Meditação para o dia 25 de Maio. Maria Santíssima nossa Esperança

Meditação para o dia 25 de Maio

Motivo tem a Igreja em aplicar a Maria as palavras do Eclesiástico (24, 24), com as quais lhe chama a Mãe da santa esperança, Mãe que faz nascer em nós, não a esperança vã dos bens transitórios desta vida, mas a santa esperança dos bens imensos e eternos da vida bem-aventurada.
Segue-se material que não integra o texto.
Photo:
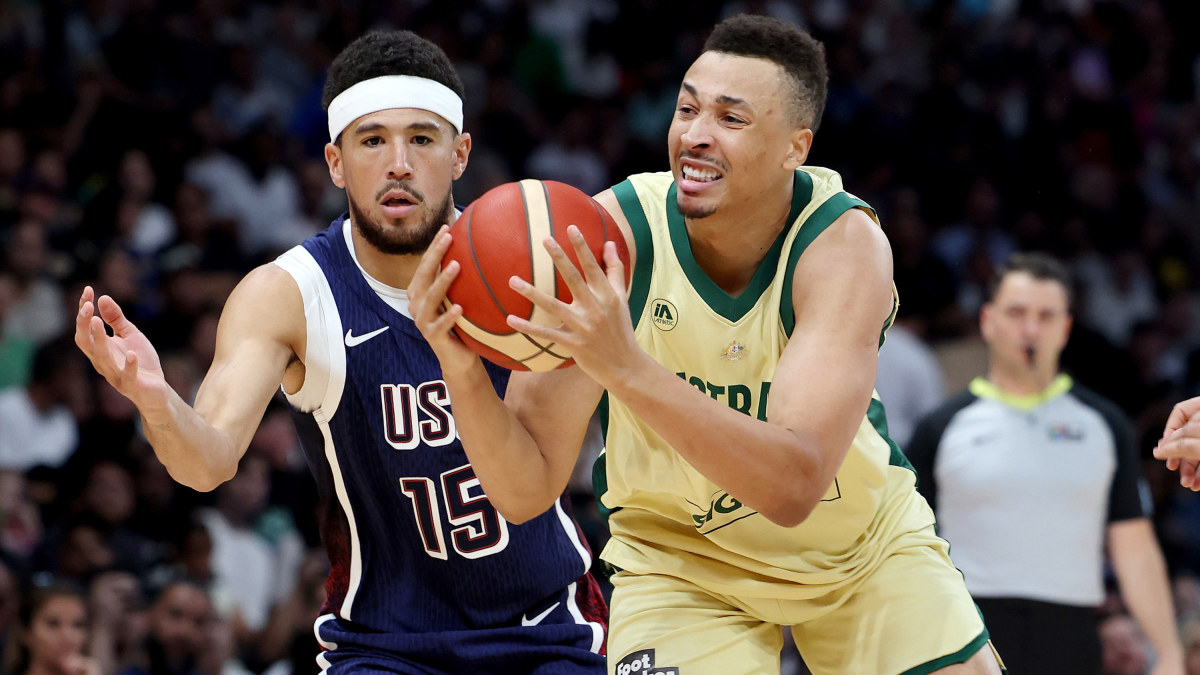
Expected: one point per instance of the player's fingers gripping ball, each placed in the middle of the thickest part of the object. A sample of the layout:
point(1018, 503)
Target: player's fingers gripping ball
point(499, 236)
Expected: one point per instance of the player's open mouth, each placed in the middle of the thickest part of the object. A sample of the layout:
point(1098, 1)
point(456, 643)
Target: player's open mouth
point(396, 205)
point(694, 178)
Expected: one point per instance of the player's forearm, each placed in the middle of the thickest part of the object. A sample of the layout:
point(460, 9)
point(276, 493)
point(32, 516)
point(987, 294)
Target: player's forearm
point(766, 466)
point(515, 475)
point(193, 451)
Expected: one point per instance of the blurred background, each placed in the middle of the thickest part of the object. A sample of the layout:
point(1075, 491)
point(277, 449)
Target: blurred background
point(159, 150)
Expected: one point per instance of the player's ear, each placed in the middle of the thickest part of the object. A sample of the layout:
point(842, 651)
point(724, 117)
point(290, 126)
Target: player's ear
point(334, 159)
point(801, 143)
point(461, 151)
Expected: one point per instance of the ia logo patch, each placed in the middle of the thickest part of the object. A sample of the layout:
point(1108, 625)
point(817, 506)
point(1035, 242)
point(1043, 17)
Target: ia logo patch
point(664, 315)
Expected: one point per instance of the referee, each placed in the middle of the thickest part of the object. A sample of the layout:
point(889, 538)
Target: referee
point(1031, 476)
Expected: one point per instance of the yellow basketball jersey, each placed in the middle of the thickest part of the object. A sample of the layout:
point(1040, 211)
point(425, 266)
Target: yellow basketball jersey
point(665, 517)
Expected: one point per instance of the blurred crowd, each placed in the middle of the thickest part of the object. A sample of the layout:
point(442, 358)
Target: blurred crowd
point(160, 150)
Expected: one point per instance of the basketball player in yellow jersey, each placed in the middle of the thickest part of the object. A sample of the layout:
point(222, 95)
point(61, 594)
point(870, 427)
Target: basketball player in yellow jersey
point(748, 472)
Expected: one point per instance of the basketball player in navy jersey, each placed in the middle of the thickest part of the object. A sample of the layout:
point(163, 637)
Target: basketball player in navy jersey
point(426, 577)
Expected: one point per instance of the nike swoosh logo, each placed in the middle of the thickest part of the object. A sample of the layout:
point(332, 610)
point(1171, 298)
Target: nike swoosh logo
point(353, 340)
point(538, 619)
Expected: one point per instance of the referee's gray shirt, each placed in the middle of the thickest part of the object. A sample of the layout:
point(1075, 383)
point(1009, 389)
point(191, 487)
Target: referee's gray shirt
point(1025, 487)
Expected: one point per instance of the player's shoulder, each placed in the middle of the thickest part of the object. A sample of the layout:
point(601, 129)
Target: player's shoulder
point(935, 422)
point(648, 187)
point(1114, 416)
point(268, 294)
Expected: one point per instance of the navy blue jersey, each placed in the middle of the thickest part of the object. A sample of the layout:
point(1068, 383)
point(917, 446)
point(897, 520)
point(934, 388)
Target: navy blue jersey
point(414, 544)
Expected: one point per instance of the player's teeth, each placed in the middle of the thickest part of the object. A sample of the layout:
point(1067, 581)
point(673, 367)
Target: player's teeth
point(699, 174)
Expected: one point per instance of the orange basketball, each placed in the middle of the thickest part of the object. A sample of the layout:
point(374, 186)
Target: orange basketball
point(499, 236)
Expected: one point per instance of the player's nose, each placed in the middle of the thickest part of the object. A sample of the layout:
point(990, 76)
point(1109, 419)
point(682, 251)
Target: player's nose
point(399, 166)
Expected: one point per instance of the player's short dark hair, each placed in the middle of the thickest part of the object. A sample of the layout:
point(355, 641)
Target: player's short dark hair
point(1039, 266)
point(383, 53)
point(799, 54)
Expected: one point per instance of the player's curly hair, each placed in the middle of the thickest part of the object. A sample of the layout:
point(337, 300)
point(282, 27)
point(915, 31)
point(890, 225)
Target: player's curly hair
point(383, 53)
point(799, 54)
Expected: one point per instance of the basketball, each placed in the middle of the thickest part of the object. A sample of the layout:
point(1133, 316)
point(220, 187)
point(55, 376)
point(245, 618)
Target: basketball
point(501, 236)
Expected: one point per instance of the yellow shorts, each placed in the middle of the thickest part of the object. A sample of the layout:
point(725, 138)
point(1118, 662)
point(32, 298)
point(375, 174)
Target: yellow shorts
point(911, 616)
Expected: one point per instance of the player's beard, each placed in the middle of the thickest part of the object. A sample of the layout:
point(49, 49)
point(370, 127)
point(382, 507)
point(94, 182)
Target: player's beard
point(403, 240)
point(695, 213)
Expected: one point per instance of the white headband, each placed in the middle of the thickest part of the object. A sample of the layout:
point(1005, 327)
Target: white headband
point(393, 91)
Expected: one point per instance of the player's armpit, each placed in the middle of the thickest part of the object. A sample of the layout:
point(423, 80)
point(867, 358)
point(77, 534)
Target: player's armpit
point(843, 297)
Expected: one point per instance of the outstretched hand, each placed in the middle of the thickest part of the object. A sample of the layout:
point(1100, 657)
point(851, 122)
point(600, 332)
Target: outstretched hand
point(1180, 444)
point(427, 304)
point(595, 327)
point(126, 359)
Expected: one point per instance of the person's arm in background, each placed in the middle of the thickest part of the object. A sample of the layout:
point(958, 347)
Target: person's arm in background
point(922, 453)
point(1143, 580)
point(522, 447)
point(1180, 444)
point(262, 327)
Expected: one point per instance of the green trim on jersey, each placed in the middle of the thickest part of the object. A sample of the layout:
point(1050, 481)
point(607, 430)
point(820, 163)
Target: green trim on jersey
point(640, 281)
point(815, 225)
point(600, 467)
point(714, 296)
point(880, 422)
point(960, 656)
point(985, 389)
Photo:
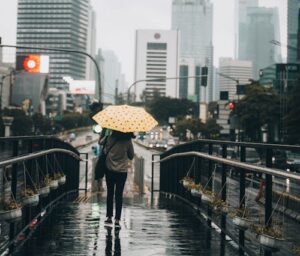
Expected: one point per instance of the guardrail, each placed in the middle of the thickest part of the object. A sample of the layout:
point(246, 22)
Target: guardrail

Salve, esperança de minha alma, saudava-a Santo Efrém, salve, ó segura salvação dos cristãos, auxílio dos pecadores, defesa dos fiéis, salvação do mundo. Aqui pondera São Boaventura que, depois de Deus, outra esperança não temos senão Maria e por isso a invoca “como única esperança nossa depois de Deus”. Também é esta a convicção de Santo Efrém. Reflete o Santo sobre a presente ordem da Providência, com que Deus tem determinado (como diz São Bernardo e adiante nós demonstraremos largamente) que todos, que se hão de salvar, hajam de consegui-lo por meio de Maria. E diz-lhe então:

“Senhora não deixe de guardar-nos e de proteger-nos sob vosso manto, já que depois de Deus não temos outra esperança senão a vós”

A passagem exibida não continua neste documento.